O documentário também resgata filmes raros do Culto Ecumênico realizado na Catedral da Sé em 31 de outubro de 1975, onde mais de 8 mil pessoas se reuniram em homenagem a Herzog, em um ato conduzido por líderes religiosos como o cardeal Dom Paulo Evaristo Arns, o rabino Henry Sobel, e o reverendo Jaime Wright, com o apoio do jornalista Audálio Dantas, então presidente do Sindicato dos Jornalistas de São Paulo. Este evento tornou-se um símbolo de resistência à ditadura.

No podcast "O Caso Herzog: A foto e a farsa", o jornalista Camilo Vannuchi entrevista o fotógrafo Silvaldo Leong, responsável pela fotografia de Vlado pendurado no DOI-CODI.

"E a gente teve a oportunidade agora de ir pegar o Silvaldo e ir com ele no DOI-CODI no mesmo corredor e na mesma cela pra ele reconstituir aquele episódio. A foto é uma farsa. Simularam o suicídio com Herzog pendurado numa janela com o suposto cinto de pano que faria parte do uniforme dos presos, mais o uniforme da carceragem do não tinha cinto, e sobretudo essa janela do DOI-CODI, onde ele foi pendurado essa janela tem 1,63 metro, ela é mais baixa do que o próprio Herzog. É toda uma situação que é inconcebível segundo todos os especialistas os médicos."
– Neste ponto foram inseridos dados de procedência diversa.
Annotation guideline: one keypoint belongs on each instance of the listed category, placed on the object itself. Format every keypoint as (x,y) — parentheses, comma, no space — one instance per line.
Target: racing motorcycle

Esta produção também inclui entrevistas, documentos e áudios inéditos.

Paulo Markun, jornalista que também era amigo e trabalhava com Herzog na TV Cultura, desenvolveu uma ferramenta usando inteligência artificial que gera respostas na voz de Vlado, a partir de suas produções.
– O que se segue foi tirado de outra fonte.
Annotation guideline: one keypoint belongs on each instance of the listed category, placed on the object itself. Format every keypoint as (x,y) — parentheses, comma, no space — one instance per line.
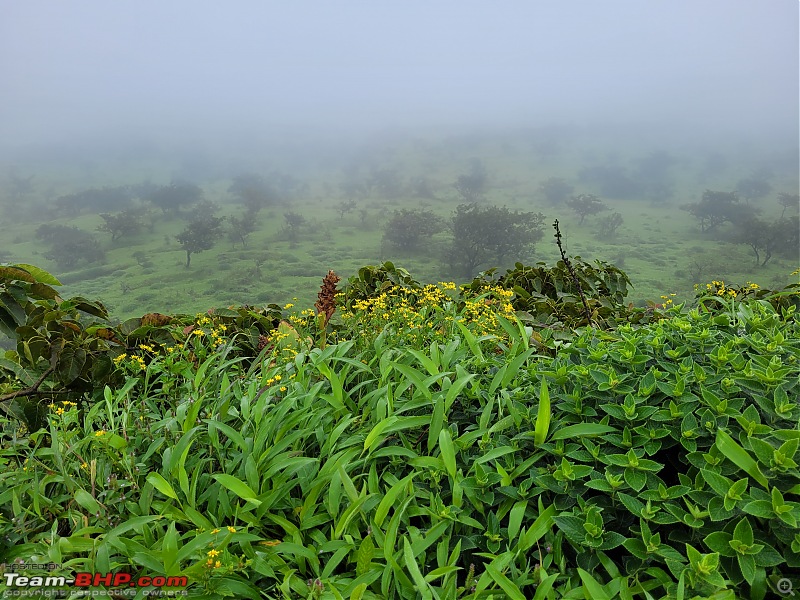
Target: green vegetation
(340,208)
(430,441)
Markun, preso no DOI-CODI na época do assassinato de Herzog, recorda que houve até um inquérito para ocultar o crime.

"Me botaram depois numa sala com outros jornalistas que estavam presos o chefe do e alguns interrogadores e apresentaram ali uma versão que era: Vlado era da KGB, agente secreto russo, era do partido comunista, tinha se suicidado. E os comandantes partido não eram aqueles que a gente imaginava e sim um general, um governador, um cardeal. Tudo isso era uma farsa e uma ficção. A gente tentou argumentar ali na discussão com esses homens, né? Mas eles insistiam que ele tinha se matado. Para a imprensa publicaram uma foto que todo mundo já viu, com o Vlado morto com as pernas arqueadas, né? E houve até um inquérito pra mascarar o assassinato dele."
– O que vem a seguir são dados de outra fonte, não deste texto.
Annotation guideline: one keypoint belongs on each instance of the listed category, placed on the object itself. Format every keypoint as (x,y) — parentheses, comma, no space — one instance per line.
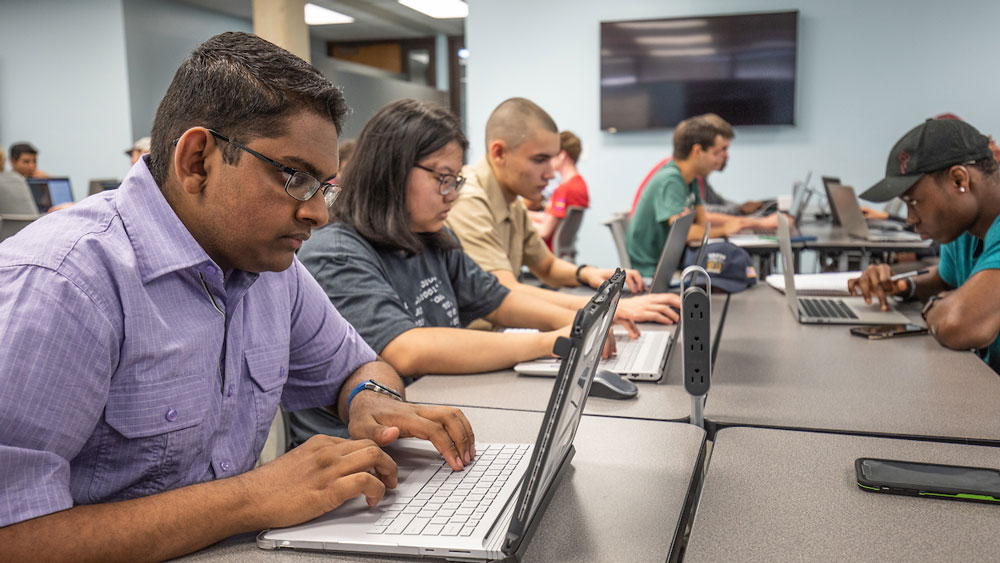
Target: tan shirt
(497,235)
No domingo (26), o Calçadão do Reconhecimento será inaugurado na Praça Memorial Vladimir Herzog, em São Paulo, como uma intervenção permanente no local. Nomes de todos os vencedores do Prêmio Jornalístico Vladimir Herzog de Anistia e Direitos Humanos, um dos mais renomados do país, serão instalados no piso.

Uma das homenagens será destinada aos trabalhadores da Empresa Brasil de Comunicação (EBC), que em 2022 receberam o Prêmio Especial Vladimir Herzog Contribuição ao Jornalismo, pela resistência em defesa da comunicação pública. Este reconhecimento se deu devido à atuação dos profissionais durante o governo de Jair Bolsonaro, período marcado por censura, governismo e perseguição na empresa.